Marines with Explosive Ordnance Disposal Company, 8th Engineer Support Battalion conducted an improvised explosive device excavation range at Marine Corps Base Camp Lejeune July 19.

The exercises were intended to prepare the unit for an Integrated Training Exercise, in which they will participate later this year at Marine Air Ground Combat Center, Twentynine Palms, California.

"Our mission for today’s training exercise is to practice using excavation and cutting charges on IEDs that you would find in an environment outside of the United States," said Sgt. Fred Wittlake, an EOD technician with the company. "Part of the procedure involves using explosive charges to remotely uncover or move IEDs that have been emplaced or to use a cutting charge to sever command wires and other components to render the item safer to work around."

The Marines started building charges designed to blow away earth surrounding buried IEDs.

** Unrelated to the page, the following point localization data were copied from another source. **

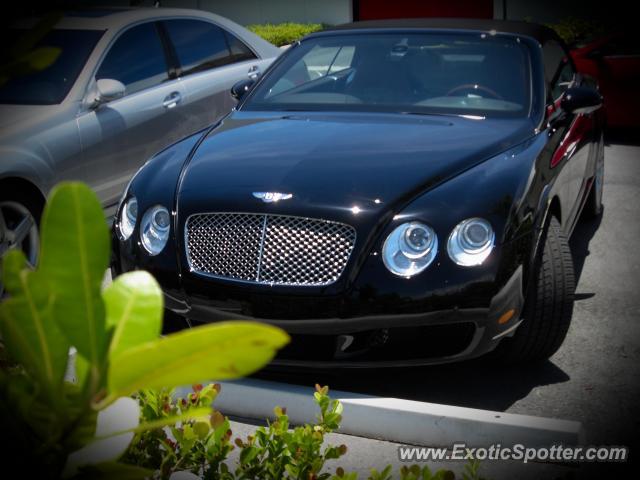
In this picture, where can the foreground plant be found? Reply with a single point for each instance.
(57, 428)
(200, 447)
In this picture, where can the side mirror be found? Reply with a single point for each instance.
(106, 90)
(241, 88)
(581, 100)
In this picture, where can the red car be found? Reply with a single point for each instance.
(615, 62)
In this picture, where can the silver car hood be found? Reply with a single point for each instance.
(22, 121)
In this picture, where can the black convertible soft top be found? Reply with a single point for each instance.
(533, 30)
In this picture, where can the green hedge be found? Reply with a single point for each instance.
(284, 33)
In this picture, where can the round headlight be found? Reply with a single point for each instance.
(154, 229)
(471, 242)
(128, 217)
(409, 249)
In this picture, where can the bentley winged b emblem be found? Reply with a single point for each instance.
(269, 197)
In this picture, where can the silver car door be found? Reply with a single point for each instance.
(211, 60)
(119, 136)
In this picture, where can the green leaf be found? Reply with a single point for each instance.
(12, 264)
(221, 351)
(74, 257)
(111, 470)
(31, 336)
(134, 310)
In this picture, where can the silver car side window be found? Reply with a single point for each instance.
(136, 59)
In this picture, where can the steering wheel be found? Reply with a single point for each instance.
(474, 88)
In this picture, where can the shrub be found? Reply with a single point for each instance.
(56, 427)
(284, 33)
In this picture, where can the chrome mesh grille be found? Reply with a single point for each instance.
(268, 249)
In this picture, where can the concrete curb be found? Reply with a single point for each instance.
(396, 420)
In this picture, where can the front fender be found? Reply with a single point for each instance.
(154, 184)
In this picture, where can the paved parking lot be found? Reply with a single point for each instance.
(595, 377)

"The first task of the day was to demonstrate how to set up and use some of the cutting charges as well as do a demonstration of the excavation charges, so you can see before you start what the results should be and how to avoid making mistakes when you emplace them," Wittlake said. "You don’t want it too close or too far, you want to be able to emplace that excavation charge in such a manner that your desired outcome is to uncover and remotely move the IED components that you’ve discovered."

The Marines split into two teams, setting up mock charges for each other.

"The first team comes out and they’re acting as the opposing forces," said Sgt. Derek Turner, an EOD technician with the company. "They go and set charges of different IEDs. That way, the second team comes in, without knowledge of what is out there, and they get the full range of the training that is involved here today."

The team sweeping the lane for IEDs first connects with a mock on-scene commander who gives them a general idea of where the IED is suspected to be buried. Utilizing different techniques and procedures, the team locates and identifies different components of the IED, said Turner.

"It’s not necessarily our job to find (IEDs), but it’s our job to come in and take care of them," Turner said.

The various explosive charges used during the training were intended to uncover the IED to allow the team to view and evaluate the situation in order to render the area safe, Wittlake said.

"We get new (EOD Marines) in all the time, and if we’re not overseas doing this, then we need to train technicians," Turner said. "Just like knowledge passed on to me by senior Marines, I pass the information onto the Marines of the next generation. That way we can stay ahead of the enemy and be the best we can be."